A Tokyo boutique reinvents the general store with carefully curated modern essentials and plenty of old-fashioned charm

Sonya Park, owner of Over The Counter
Sonya Park, owner of Over The Counter | Image: Mark C O’Flaherty

The Minami Aoyama stretch of Omotesando is home to the flagship stores of Tokyo’s most powerful and cutting-edge designers, each one a bold architectural statement. Over The Counter, in a tiny ground-floor room that was originally a hut for two security guards, is more low-key and set back from the street – blink and you’ll miss it.

Simplex copper kettle, about £159
Simplex copper kettle, about £159 | Image: Mark C O’Flaherty

But that doesn’t make the store any less influential: this is where the customers of the neighbouring avant-garde boutiques come for functional, everyday objects, designed and styled beautifully but without unnecessary flourish. It might be Tokyo’s ultimate gift shop.


Over The Counter operates like an old‑fashioned general store, and from the staff uniform to the proliferation of heavy wooden-handled kitchen brooms and brushes (from Y13,000, about £77), it looks more than a little like one, too. Everything is behind glass, or in drawers, tucked away behind the store’s eponymous counter. “It’s a reaction to internet shopping,” says owner Sonya Park (first picture), the creative director of insider fashion brand Arts & Science, who opened the store in 2009, after briefly converting the space into an art gallery. “I wanted people to come in and have a conversation with the staff and learn about the products they are buying.”

IFUJI wooden Shaker oval boxes, from about £36
IFUJI wooden Shaker oval boxes, from about £36 | Image: Mark C O’Flaherty

While there’s been an overuse of the word “curation” in retail of late, it’s difficult to resist here. Park’s aesthetic encompasses a kind of rough-hewn modernism and simplicity, but always with quality.

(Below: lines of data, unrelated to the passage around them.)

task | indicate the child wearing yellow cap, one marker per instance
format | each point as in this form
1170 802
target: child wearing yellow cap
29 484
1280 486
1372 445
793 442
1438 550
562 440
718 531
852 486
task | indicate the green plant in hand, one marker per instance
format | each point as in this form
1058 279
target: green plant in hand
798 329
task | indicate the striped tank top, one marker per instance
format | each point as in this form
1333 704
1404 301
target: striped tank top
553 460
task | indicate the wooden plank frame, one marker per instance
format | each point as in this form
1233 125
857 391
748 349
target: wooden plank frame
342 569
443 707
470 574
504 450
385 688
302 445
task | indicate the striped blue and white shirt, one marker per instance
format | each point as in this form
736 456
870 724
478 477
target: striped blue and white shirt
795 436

That can mean anything from IFUJI’s mid-19th-century-style wooden Shaker storage boxes (from about £36, third picture) to shiny copper kettles by Simplex (about £159, second picture). “I like functionality,” says Park. The staff uniform of a flax-coloured linen coat is a paradigm of the house style – and also sells well as an item in its own right (about £379).


Some of the bestselling objects in the store are from the various collections of tableware. Cutlery by Eichenlaub (from about £62) – with ebony or white acrylic handles and aluminium rivets – would suit even the most Bauhaus of homes, as would the graphic pewter-rimmed plates and cups by Match of Italy (from about £49) and the elegantly simple plates that Astier de Villatte makes for Arts & Science, bearing one of the A&S logos of three crossed keys (from about £92).

Alongside other stylish Arts & Science- branded items – from smartly packaged cylindrical boxes containing long white‑tipped matches (about £5) to hand‑towels (from about £15) and vintage-style all-in-one men’s pyjamas (about £213) – the store sells products from companies sympathetic to Park’s intelligent aesthetic, such as the Australian labels Aesop and Murchison-Hume. The latter’s Luxury Laundry Soak and Heirloom Dishwashing Liquid (about £11 each) are eco‑friendly, effective and smell great, but their main appeal is that they are too handsome to hide away in a cupboard – which neatly sums up the store’s ethos. “Most people don’t have enough storage space,” explains Park. “You should pick things to have around you that you are happy to have on show – whether that’s a candle or a coffee-maker.”